23-1620

Beitritt des Bezirksamts Hamburg-Mitte zum Bündnis "Gemeinsam gegen Sexismus" (Antrag der SPD-Fraktion, GRÜNE-Fraktion und FDP-Gruppe)

Antrag öffentlich

Letzte Beratung: 16.04.2026 Bezirksversammlung Hamburg-Mitte Ö 9.4

Sachverhalt

Sexismus und sexuelle Belästigung sind weiterhin Bestandteil gesellschaftlicher Realität und betreffen Menschen in unterschiedlichen Lebensbereichen. Auch öffentliche Institutionen sind hiervon nicht ausgenommen. Umso wichtiger ist es, dass Verwaltung und Politik eine klare Haltung einnehmen und Verantwortung für ein diskriminierungsfreies Arbeits- und Wirkungsumfeld übernehmen.

Das Bezirksamt Hamburg-Mitte ist bereits in verschiedenen Bereichen der Gleichstellung und Diversity aktiv.
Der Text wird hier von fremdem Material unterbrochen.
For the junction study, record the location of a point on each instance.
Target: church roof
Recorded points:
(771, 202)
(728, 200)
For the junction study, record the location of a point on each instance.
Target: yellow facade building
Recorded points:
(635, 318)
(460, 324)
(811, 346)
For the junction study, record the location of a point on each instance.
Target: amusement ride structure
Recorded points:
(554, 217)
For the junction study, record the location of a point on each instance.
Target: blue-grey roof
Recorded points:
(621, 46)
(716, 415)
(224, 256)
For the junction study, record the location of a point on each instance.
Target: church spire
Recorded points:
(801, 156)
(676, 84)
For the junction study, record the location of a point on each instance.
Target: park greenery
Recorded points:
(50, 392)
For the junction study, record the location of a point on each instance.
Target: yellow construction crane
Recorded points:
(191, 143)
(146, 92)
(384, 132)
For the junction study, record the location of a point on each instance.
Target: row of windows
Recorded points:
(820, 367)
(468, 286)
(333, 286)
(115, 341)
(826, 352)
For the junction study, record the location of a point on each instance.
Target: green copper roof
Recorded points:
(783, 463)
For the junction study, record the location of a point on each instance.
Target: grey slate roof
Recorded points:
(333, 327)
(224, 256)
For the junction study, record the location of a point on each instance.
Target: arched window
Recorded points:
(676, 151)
Gleichzeitig erfordert ein wirksamer Umgang mit Sexismus eine kontinuierliche Weiterentwicklung bestehender Strukturen sowie eine dauerhafte Sensibilisierung von Führungskräften und Mitarbeitenden.

Mit dem bundesweiten Bündnis „Gemeinsam gegen Sexismus“ steht hierfür ein etabliertes Instrument zur Verfügung, das Organisationen und öffentliche Einrichtungen dabei unterstützt, Sexismus und sexuelle Belästigung zu erkennen, ihnen entgegenzuwirken und entsprechende Maßnahmen nachhaltig zu verankern. Der Beitritt ist als Selbstverpflichtung zu verstehen, bestehende Ansätze weiterzuentwickeln und das Thema strukturell in der Verwaltung zu stärken.

Ein Beitritt des Bezirksamts Hamburg-Mitte würde dieses Engagement sichtbar unterstreichen und die Vorbildfunktion der Verwaltung stärken. Zugleich bietet er die Möglichkeit, bestehende Fortbildungs-, Gleichstellungs- und Diversitystrukturen weiter auszubauen und die Verwaltung als sicheren und respektvollen Arbeits- und Wirkungsraum weiterzuentwickeln.

Petitum/Beschluss

Beschluss:

Die Bezirksversammlung Hamburg-Mitte beschließt:

Der Bezirksamtsleiter wird gebeten,

  1. darauf hinzuwirken, dass das Bezirksamt Hamburg-Mitte dem bundesweiten Bündnis „Gemeinsam gegen Sexismus“ beitritt und die entsprechende Unterstützungserklärung abgibt,
  2. die Angebote des Bündnisses insbesondere Informationsmaterialien, Veranstaltungen und Fortbildungsformate innerhalb der Bezirksverwaltung bekannt zu machen und deren Nutzung zu fördern,
  3. im Rahmen bestehender Fortbildungs- und Personalentwicklungsformate die Themen Sexismus und andere Diskriminierungsformen weiter zu verankern,
  4. der Bezirksversammlung über den Beitritt und die geplanten weiteren Schritte zu berichten.